Обычный философский детерминизм с точки зрения нашего существования является одним из проявлений жестокости.
Напрасно слову «жестокость» придают значение кровавой суровости, немотивированного желания физического зла как такового. Эфиопский вождь, привязывая к повозке побежденных принцев, обращенных им в рабство, делает это не только из нечестивого стремления к крови. Жестокость действительно не является синонимом пролитой крови, терзаемой плоти, распятого врага. Подобное отождествление жестокости с муками составляет лишь малую часть проблемы. В жестокости действует своего рода высший детерминизм, перед которым склоняется сам палач, исполняющий казнь, и не исключено, что в будущем ему суждено претерпеть то же самое. Жестокость прежде всего ясна, это своеобразный суровый путь, подчинение необходимости. Не бывает жестокости без осознания, без какого-то непрестанного осознания сделанного[140]. Именно осознание придает отправлению любого жизненного акта свой кровавый цвет, свой налет жестокости, так как ясно, что жизнь – это всегда чья-то смерть.

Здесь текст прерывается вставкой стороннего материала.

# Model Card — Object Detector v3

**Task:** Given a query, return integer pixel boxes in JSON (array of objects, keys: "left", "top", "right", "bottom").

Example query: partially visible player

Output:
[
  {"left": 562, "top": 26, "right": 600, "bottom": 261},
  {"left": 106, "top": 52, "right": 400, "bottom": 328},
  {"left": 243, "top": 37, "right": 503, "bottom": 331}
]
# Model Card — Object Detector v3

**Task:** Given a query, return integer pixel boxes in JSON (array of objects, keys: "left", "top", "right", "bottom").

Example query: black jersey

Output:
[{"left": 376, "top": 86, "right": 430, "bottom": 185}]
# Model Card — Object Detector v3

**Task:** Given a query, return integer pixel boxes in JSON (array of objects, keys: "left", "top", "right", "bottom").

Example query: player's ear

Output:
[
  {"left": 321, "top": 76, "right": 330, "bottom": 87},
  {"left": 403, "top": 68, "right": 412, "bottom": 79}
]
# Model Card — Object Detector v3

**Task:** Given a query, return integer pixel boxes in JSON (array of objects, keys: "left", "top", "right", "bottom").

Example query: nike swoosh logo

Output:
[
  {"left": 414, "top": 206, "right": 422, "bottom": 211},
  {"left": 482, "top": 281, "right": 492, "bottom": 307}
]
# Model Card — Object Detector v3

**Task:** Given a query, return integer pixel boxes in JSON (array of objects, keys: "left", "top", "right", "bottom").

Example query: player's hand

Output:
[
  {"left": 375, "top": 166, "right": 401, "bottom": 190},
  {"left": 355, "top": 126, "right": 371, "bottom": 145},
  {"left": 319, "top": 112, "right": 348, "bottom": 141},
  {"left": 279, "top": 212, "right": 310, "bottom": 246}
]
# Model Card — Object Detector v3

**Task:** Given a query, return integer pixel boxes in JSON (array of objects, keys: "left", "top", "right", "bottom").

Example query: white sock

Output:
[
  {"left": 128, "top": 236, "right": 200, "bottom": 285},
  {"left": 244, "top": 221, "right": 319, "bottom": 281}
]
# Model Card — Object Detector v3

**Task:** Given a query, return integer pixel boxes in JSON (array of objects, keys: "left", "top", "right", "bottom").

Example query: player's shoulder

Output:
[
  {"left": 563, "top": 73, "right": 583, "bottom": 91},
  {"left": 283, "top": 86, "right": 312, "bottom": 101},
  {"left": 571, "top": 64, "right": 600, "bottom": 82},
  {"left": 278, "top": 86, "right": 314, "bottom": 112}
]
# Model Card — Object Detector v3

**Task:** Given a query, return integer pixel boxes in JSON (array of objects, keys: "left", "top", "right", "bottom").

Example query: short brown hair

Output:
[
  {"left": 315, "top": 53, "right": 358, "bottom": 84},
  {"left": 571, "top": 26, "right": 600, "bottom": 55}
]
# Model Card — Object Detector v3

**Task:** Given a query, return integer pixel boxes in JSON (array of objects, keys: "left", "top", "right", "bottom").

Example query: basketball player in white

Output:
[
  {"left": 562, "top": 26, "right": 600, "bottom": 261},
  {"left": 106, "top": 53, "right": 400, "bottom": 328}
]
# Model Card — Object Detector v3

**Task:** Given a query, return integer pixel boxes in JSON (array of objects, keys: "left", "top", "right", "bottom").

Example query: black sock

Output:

Письмо второе [141]Ж[ану] П[олану]
Париж, 14 ноября 1932 г.
Дорогой друг,
Жестокость не является поздним приложением к моей мысли, она там всегда была, но мне надо было сознать ее. Я употребляю слово «жестокость» для обозначения жажды жизни, космической непреложности и неумолимой необходимости; я употребляю это слово в гностическом смысле жизненного вихря, пожирающего мрак; я обозначаю им ту боль, за пределами неотвратимой необходимости, без которой жизнь не может существовать. Добро желательно – это результат действия; зло же постоянно. Невидимый бог, когда творит, подчиняется жестокой необходимости акта творения, навязанной ему самому, но он не может не творить, то есть не может не допускать к центру вольно кружащегося вихря блага хоть какой-то частицы зла, которая со временем становится все меньше и бледнее. И театр, понятый как непрестанный акт творения, как цельное магическое действие, подчиняется этой необходимости. Пьеса, где не будет этой воли, этой слепой жажды жизни, способной преодолеть все, проглядывающей в каждом жесте, в каждом движении и явно различимой в трансцедентальном смысле действия, останется произведением ненужным и бесполезным[142].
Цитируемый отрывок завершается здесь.